The DA has to make decisions "from a criminal negligence standpoint," Sparks says. "Is it provable beyond a reasonable doubt that [the driver] acted with criminal negligence? I don't think it is." And it's not his place, he points out, "to file charges to send a message" to every other driver on the road. "You can't use a human being to do that."

The blind-spot issue "leaves us at a gray, unanswered place," says Maus. "As a society, you have a situation where people can be legally operating their vehicle on a city street and one of them can kill the other or do something that causes the death, and there's absolutely no mechanism of accountability.

"If that's the conclusion we come to, that you have to know the person's there, you have to be able to perceive that someone's there, to be accountable for moving into the right of way..." Maus says. "If that's the conclusion that we're going to move forward with, what does that say about us?"

WHO'S ACCOUNTABLE?

The Sparling case is now on a police investigator's desk, and that investigator will decide whether or not to cite the driver (cops don't cite drivers on the scene of fatal collisions, following a district attorney directive).

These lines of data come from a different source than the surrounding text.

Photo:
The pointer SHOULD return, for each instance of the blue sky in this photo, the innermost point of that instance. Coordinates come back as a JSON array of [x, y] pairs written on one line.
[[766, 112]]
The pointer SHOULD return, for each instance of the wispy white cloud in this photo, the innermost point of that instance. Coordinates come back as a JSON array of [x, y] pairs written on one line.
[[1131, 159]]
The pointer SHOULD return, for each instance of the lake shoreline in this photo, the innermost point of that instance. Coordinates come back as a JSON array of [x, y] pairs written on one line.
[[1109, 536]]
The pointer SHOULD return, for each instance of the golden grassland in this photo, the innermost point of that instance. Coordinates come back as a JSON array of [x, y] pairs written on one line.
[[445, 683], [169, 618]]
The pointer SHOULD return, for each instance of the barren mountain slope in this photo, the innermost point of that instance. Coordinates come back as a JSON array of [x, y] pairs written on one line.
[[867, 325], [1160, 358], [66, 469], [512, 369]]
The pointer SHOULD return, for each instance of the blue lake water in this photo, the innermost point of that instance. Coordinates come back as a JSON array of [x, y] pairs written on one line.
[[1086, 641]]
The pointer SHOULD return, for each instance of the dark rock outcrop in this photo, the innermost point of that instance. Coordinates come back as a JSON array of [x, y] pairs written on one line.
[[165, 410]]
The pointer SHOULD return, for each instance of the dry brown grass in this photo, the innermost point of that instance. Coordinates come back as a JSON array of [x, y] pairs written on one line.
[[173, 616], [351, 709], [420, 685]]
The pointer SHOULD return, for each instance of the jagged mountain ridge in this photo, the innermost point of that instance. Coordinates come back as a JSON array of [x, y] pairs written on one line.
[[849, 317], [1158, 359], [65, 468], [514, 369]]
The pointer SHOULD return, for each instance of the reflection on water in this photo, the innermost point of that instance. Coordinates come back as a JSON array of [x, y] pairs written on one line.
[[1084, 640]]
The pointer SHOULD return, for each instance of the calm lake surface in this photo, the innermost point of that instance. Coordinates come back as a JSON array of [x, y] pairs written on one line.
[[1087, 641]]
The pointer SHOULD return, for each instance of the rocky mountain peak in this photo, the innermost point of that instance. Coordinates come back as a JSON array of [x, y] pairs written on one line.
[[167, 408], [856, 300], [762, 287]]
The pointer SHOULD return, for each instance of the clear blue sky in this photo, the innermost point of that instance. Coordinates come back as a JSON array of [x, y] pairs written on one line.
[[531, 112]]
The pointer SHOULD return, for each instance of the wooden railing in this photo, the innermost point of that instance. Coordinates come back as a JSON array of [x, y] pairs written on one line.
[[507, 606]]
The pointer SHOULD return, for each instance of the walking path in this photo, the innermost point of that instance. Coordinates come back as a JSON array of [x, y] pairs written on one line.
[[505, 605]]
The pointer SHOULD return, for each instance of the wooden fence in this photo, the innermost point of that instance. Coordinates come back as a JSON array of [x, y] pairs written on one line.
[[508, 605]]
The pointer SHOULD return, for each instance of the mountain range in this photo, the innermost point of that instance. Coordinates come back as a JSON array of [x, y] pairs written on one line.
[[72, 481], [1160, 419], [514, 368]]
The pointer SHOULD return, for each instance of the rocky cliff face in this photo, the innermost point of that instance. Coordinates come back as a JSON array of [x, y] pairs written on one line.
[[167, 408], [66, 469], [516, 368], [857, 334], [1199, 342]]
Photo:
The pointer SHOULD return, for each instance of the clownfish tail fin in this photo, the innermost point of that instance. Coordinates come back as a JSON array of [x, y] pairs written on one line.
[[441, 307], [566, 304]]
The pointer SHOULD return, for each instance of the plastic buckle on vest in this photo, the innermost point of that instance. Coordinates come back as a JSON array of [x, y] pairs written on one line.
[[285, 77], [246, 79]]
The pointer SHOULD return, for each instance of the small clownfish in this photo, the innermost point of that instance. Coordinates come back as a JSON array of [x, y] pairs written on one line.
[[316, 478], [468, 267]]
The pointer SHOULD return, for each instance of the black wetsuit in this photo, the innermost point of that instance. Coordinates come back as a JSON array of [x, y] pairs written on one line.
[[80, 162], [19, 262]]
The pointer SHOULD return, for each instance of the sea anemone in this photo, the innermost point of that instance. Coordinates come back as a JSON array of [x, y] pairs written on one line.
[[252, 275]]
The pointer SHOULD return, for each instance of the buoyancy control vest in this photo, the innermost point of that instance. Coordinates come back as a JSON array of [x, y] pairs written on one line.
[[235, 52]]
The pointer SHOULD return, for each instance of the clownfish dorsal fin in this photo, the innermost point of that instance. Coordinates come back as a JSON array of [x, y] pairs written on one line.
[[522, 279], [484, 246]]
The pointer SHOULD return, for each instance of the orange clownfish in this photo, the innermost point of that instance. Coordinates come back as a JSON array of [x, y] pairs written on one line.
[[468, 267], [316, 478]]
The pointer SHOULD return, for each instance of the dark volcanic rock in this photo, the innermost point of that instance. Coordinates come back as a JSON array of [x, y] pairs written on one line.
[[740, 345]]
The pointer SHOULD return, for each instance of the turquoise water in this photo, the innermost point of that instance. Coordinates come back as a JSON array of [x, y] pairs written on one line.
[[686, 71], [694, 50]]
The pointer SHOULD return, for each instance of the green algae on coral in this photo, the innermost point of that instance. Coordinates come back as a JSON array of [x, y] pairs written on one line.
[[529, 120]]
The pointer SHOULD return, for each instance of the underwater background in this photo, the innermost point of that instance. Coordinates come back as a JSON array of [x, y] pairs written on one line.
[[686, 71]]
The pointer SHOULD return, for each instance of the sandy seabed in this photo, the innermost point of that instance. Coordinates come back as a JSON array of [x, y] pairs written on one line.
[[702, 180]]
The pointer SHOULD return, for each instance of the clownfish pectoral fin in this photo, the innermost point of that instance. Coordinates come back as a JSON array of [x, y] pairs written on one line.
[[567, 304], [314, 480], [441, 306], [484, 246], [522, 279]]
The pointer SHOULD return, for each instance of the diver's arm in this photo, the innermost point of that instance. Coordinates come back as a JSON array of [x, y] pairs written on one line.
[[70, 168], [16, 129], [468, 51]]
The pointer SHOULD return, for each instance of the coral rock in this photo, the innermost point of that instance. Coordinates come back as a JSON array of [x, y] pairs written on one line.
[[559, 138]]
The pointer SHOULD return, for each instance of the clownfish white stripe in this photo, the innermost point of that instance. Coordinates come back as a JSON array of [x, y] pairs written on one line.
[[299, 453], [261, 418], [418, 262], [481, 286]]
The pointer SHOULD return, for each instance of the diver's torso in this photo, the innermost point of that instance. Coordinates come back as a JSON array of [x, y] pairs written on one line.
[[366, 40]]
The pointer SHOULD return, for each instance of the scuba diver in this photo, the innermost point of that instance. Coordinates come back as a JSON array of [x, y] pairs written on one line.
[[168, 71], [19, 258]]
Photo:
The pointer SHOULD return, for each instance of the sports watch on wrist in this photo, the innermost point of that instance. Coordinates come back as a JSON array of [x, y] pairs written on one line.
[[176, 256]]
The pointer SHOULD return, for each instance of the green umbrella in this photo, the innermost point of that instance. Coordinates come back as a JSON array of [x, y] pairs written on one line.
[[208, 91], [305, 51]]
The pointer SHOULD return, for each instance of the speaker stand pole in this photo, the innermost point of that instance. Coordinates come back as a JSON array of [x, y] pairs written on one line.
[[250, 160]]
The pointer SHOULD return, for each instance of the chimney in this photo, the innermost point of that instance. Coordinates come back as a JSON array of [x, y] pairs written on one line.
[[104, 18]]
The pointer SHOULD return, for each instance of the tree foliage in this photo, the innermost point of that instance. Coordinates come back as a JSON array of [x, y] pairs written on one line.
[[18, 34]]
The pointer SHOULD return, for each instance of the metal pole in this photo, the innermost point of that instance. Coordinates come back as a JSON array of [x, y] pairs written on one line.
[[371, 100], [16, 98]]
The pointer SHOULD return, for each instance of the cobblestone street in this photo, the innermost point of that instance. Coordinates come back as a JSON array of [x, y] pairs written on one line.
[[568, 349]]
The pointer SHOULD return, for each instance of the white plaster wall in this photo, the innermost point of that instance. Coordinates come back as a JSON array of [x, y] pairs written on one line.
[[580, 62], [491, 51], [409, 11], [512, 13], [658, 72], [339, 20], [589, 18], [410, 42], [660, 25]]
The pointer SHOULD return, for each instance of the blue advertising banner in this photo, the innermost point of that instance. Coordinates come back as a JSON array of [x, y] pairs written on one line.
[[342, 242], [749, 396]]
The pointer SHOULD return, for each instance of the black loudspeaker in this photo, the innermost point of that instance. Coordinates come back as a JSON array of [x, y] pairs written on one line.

"I don't think we really expected criminal charges, necessarily," says Sparling's aunt Kubota. But she's holding out hope that the police will now issue a citation for failing to yield to a cyclist in the bike lane.

"Even though it's a very minor infraction, I at least want to know there's something. Because there's got to be something to make drivers realize there's a consequence—no matter how minor—to them personally" when a cyclist is injured or killed.

Sparling's parents were unavailable for comment by press time; Kubota does not know if they plan to pursue legal action, but Sparling's father brought an attorney with him when he arrived at the district attorney's office on January 10 to hear the charging decision.

If the police don't issue a citation, Maus says the police need to find a creative solution for accountability.

"We need some sort of middle ground. Compromised accountability that doesn't hang someone publicly, but shows the public that a mistake was made, and it was serious," he says, suggesting a new kind of citation. "Call it something different. If you violated a law and violated someone's right of way that they were legally occupying, then that's a mistake for which you need to be legally held accountable."

Meanwhile, without criminal charges—and in the absence of a citation—the public perception remains: Sparling's death was her own fault, for hopping on a bike that day and using a bike lane in a legal manner.